The story is set in 2053 on a cold, misty evening in an unnamed city that is home to three million people. During the day, the city’s streets are packed with noisy cars, but at night, the streets are empty because everyone is inside their air-conditioned homes watching television, called “viewing screens.”

Told in third-person perspective, the story begins with poetic descriptions of what Mead sees and does as he goes about his routine of taking long walks at night through the silent city.

Hands in his pockets, Mead chooses a direction and begins walking. He sees the glow of television screens through windows and notices the shadows of people moving around their homes. To avoid drawing the attention of dogs, which had previously barked at and chased him when he startled them with his footsteps, Mead now wears sneakers instead of shoes with hard soles.

Referencing times and channels, Mead ponders what kinds of formulaic, lowbrow entertainments people are watching in their homes: Westerns with cowboys and heroic cavalry soldiers, shows about murders, quiz or review programs, and a slapstick comedy featuring a performer falling off the stage.

As Mead trips on a piece of broken sidewalk, he reflects that he has walked thousands of miles over the course of 10 years but has never met another person walking in the city. He turns around and walks back toward his home. When he is just a block away from his house, a police car shines a light on him and orders him to stand still.

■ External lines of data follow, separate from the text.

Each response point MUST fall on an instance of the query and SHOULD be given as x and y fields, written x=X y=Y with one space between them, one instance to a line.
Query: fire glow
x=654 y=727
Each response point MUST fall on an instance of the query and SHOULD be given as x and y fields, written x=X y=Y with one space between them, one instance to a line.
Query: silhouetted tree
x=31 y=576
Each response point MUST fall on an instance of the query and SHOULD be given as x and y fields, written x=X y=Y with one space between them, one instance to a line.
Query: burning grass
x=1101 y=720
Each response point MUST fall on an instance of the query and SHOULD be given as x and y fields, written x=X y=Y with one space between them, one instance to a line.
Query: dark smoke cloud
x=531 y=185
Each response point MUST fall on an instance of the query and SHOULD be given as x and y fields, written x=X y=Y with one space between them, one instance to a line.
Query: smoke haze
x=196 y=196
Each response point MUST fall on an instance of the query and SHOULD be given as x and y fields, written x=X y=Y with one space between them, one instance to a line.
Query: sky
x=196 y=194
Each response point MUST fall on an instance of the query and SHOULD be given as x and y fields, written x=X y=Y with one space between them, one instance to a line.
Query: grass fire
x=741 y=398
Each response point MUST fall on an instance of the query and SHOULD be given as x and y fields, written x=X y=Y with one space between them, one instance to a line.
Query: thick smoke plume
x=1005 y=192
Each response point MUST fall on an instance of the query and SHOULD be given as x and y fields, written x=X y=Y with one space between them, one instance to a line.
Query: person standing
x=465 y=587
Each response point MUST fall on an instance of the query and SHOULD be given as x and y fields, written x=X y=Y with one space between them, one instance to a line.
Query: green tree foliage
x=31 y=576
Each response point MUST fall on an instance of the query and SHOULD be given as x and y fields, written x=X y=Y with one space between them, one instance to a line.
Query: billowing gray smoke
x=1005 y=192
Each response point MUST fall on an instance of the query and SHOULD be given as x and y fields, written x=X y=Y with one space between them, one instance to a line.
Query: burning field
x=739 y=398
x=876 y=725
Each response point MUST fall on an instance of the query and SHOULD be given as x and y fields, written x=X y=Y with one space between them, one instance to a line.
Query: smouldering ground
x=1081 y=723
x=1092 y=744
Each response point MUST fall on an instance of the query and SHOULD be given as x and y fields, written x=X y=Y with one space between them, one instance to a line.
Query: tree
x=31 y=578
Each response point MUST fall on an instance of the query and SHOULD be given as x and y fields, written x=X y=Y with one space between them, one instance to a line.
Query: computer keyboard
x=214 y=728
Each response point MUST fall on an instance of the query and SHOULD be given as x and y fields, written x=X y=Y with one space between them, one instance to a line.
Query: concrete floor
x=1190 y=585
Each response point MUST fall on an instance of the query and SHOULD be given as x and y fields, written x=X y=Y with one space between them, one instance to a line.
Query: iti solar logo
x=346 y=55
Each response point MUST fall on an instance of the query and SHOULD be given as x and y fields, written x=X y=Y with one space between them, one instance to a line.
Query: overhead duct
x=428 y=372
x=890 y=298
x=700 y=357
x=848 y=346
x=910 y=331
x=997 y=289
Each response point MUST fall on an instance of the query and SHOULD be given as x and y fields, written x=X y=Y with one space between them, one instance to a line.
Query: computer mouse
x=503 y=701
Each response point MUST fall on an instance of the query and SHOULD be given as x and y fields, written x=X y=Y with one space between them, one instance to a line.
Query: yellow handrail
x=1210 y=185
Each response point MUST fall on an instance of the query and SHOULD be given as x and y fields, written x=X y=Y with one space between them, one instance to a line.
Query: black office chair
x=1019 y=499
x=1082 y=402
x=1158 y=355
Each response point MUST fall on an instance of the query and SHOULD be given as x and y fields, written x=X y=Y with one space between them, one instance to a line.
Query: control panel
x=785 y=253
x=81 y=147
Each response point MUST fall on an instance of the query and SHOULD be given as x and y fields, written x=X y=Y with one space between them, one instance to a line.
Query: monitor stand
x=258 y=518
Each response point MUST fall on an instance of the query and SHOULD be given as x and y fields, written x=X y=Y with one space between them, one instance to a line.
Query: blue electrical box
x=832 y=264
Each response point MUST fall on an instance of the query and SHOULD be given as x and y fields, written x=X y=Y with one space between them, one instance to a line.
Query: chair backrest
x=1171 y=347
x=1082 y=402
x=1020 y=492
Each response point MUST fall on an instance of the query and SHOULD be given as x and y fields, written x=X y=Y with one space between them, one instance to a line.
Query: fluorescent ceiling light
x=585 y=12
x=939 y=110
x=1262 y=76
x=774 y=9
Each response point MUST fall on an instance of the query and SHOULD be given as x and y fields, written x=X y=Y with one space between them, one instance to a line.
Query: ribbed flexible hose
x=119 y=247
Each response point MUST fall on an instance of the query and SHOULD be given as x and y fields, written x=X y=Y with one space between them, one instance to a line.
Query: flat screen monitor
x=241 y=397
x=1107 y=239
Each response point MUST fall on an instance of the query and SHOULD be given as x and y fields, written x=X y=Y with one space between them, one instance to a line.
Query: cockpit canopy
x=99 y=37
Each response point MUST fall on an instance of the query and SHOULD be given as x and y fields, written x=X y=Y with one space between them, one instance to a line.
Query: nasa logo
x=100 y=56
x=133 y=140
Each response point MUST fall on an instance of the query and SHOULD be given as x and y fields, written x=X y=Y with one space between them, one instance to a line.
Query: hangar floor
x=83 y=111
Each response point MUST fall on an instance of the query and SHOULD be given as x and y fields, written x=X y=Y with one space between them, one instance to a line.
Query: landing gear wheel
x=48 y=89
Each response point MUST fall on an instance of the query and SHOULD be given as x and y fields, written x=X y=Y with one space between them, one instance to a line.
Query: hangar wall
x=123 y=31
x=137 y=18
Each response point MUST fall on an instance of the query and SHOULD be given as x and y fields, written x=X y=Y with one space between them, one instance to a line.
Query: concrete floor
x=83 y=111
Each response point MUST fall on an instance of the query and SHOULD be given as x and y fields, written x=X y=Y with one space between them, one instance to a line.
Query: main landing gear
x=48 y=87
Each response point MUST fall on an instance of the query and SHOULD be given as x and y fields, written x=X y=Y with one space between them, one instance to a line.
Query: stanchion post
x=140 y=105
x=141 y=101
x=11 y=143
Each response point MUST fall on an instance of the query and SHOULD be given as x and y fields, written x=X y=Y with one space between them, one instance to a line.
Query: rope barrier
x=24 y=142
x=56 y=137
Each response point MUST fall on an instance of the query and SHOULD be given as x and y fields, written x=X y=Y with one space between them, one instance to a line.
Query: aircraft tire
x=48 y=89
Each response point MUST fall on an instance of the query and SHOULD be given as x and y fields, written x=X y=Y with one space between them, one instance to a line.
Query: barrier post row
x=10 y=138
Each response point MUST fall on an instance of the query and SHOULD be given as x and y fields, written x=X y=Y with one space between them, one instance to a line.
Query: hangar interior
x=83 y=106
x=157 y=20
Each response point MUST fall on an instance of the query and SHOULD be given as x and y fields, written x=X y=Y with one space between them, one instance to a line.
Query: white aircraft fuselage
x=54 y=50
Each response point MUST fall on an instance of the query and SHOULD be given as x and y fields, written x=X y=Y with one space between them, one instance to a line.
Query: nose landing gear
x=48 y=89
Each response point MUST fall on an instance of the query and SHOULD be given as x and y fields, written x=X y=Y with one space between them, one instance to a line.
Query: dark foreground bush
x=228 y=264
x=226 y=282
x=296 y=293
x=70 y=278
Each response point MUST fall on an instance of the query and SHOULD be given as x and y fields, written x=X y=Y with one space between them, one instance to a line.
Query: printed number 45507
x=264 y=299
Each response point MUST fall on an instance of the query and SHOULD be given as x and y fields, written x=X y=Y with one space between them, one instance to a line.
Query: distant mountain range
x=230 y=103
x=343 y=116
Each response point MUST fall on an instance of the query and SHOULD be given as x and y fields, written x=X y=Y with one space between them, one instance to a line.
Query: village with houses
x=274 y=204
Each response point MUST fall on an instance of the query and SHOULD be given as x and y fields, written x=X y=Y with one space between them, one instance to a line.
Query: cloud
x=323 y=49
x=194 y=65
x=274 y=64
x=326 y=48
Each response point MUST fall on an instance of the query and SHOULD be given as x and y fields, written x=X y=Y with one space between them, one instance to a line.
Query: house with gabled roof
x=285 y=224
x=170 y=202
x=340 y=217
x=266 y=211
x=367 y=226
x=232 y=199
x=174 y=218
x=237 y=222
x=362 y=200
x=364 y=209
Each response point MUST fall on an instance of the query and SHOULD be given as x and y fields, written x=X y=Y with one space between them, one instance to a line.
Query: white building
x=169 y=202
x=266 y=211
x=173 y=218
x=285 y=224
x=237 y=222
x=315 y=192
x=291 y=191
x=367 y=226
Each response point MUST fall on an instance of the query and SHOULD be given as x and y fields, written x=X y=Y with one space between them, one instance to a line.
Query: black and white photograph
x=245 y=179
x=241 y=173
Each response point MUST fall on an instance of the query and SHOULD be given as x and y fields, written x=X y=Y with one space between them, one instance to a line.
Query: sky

The police car has a metallic voice. Near the end of the story, the author reveals there is no one in the car, implying that it is a robot or operated by an artificial intelligence.

As the police car orders Mead to put up his hands, threatening to shoot him if he does not comply, Mead reflects that this is the only police car in the huge city. He mentions that the previous year was an election year and that the number of police was cut from three to one since crime had dropped so low.

At this point, the police car begins to interrogate Mead, asking him his name and profession. He says he is a writer, and the car notes that he has “no profession.” Mead acknowledges that he hasn’t written in years, since people spend their time staring blankly at television screens instead of reading books or magazines.

As the car asks more questions, Mead reveals that he has an air-conditioned home but no viewing screen. He also admits that he is not married. When the car asks Mead why he is walking, Mead says he has been walking every night for years and that he does it for air, to look around, and just because he wants to walk. At that point, the police car orders Mead to get into the jail cell it houses.

Disoriented, Mead argues, but the police car insists. This is when the author reveals there is no one in the car, and the reader realizes it must be some sort of robot. Mead is not surprised, which suggests the use of artificial intelligence as law enforcement may be common in his society. Mead observes the hard jail cell in the empty police car, and the car notes that it would have helped if Mead had a wife to give him an alibi, but he does not. When Mead asks where he is being taken, the car responds that he is going to “the Psychiatric Center for Research on Regressive Tendencies” (22).

Mead gets into the jail cell and is driven past his house, which shines brightly on the darkened street because it is the only one with electric lights on. Mead says it is his house, but no one answers. The story ends with a description of Mead being driven away and the streets being left empty once again.